Lady Liberty
La nuit commence déjà à tomber sur le gigantesque terre-plein qui fait face à l’état-major de Khartoum. Derrière ces murs, le président se terre dans sa résidence, sourd aux cris des dizaines de milliers de personnes massées aux portes. L’ampleur de la manifestation est exceptionnelle. En cette soirée du 8 avril, presque autant de smartphones diffusent en direct sur Internet une scène déjà iconique.
Debout sur le capot d’une voiture, Ala’a Salah chante la gloire de la révolution. Tour à tour, elle bat des mains et encourage les manifestants à se joindre à elle. Accompagnée par un tam-tam, la foule qui l’encercle est déchaînée. « Thawra ! » (révolution) crie-t-elle avec ferveur. Ala’a appelle à la chute du régime du président Omar Al-Bashir qui aura duré près de 30 ans, et tous·tes reprennent son appel.

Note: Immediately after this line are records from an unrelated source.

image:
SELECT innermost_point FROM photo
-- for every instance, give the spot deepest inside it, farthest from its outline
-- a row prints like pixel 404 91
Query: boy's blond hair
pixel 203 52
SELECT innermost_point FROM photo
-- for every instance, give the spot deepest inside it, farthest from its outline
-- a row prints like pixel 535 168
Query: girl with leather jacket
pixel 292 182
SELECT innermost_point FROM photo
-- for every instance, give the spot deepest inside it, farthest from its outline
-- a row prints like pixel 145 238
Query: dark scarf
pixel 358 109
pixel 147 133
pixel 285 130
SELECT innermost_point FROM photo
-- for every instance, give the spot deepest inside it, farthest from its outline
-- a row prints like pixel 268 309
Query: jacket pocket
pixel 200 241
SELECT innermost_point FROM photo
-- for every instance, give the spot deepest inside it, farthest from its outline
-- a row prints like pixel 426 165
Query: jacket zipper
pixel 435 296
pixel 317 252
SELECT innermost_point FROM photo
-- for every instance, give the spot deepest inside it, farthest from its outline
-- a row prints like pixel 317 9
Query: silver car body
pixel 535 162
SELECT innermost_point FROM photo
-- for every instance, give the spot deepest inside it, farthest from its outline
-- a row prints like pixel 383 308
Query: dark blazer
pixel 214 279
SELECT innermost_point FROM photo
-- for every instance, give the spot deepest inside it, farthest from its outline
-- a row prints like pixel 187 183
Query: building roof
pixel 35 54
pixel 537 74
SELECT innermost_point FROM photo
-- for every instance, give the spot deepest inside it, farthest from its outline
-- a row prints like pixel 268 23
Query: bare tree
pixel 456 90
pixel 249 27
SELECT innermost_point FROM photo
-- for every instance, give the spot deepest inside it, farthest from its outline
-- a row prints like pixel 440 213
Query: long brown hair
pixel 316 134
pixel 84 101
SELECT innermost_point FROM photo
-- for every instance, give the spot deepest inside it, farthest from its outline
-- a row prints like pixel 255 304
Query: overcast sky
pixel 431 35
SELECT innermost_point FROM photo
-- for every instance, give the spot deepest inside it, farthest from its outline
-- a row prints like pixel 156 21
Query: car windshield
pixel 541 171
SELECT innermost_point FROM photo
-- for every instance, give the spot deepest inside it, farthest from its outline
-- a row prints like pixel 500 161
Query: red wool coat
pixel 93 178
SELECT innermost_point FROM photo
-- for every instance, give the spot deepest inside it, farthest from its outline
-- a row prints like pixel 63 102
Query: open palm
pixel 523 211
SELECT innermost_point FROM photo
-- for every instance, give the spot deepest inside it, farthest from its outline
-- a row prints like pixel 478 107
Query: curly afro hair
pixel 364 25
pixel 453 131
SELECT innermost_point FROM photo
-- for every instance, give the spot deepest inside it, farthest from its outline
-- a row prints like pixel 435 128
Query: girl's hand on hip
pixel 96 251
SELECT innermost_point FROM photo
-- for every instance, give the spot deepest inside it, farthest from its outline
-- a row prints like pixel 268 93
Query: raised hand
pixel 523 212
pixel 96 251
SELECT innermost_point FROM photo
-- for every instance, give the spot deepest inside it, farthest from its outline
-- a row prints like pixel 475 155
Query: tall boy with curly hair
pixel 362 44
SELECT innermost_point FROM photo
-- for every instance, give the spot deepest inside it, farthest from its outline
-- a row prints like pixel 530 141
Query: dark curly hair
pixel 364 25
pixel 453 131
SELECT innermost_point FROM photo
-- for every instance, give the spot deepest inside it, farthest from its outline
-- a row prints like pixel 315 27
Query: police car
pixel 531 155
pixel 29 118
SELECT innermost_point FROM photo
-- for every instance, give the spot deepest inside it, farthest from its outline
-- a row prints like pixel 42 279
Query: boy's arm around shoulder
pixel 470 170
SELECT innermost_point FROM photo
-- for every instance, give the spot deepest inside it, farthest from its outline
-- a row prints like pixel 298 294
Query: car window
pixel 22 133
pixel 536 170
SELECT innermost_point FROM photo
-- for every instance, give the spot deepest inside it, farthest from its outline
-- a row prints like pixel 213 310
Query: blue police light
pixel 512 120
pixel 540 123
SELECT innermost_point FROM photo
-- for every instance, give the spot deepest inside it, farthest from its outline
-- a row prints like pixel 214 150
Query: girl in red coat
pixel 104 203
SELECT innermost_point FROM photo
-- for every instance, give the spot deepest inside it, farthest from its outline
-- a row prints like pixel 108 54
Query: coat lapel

La photographe Lana Haroun la fige à jamais, altière, drapée d’un thoub blanc, le doigt pointé vers le ciel en « hommage aux luttes des femmes soudanaises et à leur participation à la mobilisation ». Sur les réseaux sociaux, le surnom de « Lady Liberty » émerge rapidement, au milieu des dizaines de memes qui fleurissent déjà à son image. Devenue symbole des femmes soudanaises protestataires, son air de défi fait le tour du globe.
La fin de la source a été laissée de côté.